The second line of lyman series of hydrogen coincides with the `6^(th)` line of paschen series of an ionic species X find X assuming R to be same for both ghydrogen and X ?

To solve the problem, we need to find the ionic species \( X \) given that the second line of the Lyman series of hydrogen coincides with the sixth line of the Paschen series of \( X \).
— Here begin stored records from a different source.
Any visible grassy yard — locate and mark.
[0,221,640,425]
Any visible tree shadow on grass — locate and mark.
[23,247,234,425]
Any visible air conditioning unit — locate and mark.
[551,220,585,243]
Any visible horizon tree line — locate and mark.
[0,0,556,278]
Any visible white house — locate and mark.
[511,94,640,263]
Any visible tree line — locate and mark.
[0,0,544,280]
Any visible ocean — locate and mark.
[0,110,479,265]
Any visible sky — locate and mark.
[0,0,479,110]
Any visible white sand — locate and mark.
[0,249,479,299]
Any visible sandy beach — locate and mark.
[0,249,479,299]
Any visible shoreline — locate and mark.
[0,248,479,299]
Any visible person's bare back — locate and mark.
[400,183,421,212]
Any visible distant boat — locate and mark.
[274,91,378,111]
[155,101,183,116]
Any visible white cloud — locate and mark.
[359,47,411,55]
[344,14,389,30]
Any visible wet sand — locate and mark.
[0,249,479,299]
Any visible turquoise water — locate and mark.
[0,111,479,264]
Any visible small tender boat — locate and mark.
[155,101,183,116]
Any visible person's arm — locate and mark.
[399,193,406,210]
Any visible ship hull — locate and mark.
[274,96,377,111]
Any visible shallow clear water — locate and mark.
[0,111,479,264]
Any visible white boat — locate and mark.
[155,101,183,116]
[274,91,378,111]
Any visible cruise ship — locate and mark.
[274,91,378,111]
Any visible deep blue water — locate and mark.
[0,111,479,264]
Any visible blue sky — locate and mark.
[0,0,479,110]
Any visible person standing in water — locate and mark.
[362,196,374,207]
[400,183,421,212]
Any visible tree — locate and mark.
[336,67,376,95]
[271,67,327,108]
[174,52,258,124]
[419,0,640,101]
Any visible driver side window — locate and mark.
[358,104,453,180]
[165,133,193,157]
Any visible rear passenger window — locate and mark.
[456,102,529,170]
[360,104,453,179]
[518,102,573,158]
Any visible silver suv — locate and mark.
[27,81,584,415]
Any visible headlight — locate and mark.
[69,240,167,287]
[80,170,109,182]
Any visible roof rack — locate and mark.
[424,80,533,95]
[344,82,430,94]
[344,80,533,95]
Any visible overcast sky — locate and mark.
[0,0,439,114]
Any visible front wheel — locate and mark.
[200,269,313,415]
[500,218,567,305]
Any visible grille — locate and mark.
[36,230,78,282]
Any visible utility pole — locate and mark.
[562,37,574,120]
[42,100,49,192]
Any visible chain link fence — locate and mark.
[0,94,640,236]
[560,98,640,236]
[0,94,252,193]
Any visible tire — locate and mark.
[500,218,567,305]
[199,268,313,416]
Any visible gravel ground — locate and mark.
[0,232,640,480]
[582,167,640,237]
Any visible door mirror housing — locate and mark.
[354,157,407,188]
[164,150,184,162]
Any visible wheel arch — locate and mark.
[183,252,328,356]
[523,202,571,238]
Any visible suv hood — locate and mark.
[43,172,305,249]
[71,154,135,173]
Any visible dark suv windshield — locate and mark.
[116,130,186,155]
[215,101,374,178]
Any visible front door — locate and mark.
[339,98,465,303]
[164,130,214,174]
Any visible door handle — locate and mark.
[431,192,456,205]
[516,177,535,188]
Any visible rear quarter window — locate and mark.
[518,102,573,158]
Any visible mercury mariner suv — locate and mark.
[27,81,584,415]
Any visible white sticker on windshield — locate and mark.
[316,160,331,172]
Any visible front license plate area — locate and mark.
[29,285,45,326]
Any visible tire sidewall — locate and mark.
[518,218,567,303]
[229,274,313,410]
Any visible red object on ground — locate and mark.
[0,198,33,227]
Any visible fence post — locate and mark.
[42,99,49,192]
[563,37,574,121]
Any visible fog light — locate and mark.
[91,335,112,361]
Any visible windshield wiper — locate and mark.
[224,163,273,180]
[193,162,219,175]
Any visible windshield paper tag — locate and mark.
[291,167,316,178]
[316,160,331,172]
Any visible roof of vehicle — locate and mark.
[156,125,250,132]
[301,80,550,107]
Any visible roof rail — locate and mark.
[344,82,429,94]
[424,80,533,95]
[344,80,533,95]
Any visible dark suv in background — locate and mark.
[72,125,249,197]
We will use the Rydberg formula for both hydrogen and the ionic species \( X \). ### Step-by-Step Solution: 1. **Identify the transitions**: - The second line of the Lyman series corresponds to a transition from \( n_2 = 3 \) to \( n_1 = 1 \). - The sixth line of the Paschen series corresponds to a transition from \( n_2 = 6 \) to \( n_1 = 3 \). 2. **Rydberg formula**: The Rydberg formula is given by: \[ R = Z^2 \left( \frac{1}{n_1^2} - \frac{1}{n_2^2} \right) \] where \( R \) is the Rydberg constant, \( Z \) is the atomic number, and \( n_1 \) and \( n_2 \) are the principal quantum numbers. 3. **Apply the formula for hydrogen**: For hydrogen (\( Z_H = 1 \)): \[ R_H = 1^2 \left( \frac{1}{1^2} - \frac{1}{3^2} \right) \] \[ R_H = 1 \left( 1 - \frac{1}{9} \right) = 1 \left( \frac{8}{9} \right) = \frac{8}{9} \] 4. **Apply the formula for ionic species \( X \)**: For the ionic species \( X \) (\( Z_X \)): \[ R_X = Z_X^2 \left( \frac{1}{3^2} - \frac{1}{6^2} \right) \] \[ R_X = Z_X^2 \left( \frac{1}{9} - \frac{1}{36} \right) = Z_X^2 \left( \frac{4}{36} - \frac{1}{36} \right) = Z_X^2 \left( \frac{3}{36} \right) = Z_X^2 \left( \frac{1}{12} \right) \] 5. **Set the equations equal**: Since \( R_H = R_X \): \[ \frac{8}{9} = Z_X^2 \left( \frac{1}{12} \right) \] 6. **Solve for \( Z_X^2 \)**: \[ Z_X^2 = \frac{8}{9} \times 12 = \frac{96}{9} = \frac{32}{3} \] 7. **Calculate \( Z_X \)**: \[ Z_X = \sqrt{\frac{32}{3}} \approx 3.27 \] Since \( Z \) must be a whole number, we round to the nearest whole number, which is \( 3 \). 8. **Identify the ionic species**: The atomic number \( Z = 3 \) corresponds to lithium (\( Li \)). Since we are looking for an ionic species, we consider \( Li^{2+} \). ### Conclusion: The ionic species \( X \) is \( Li^{2+} \).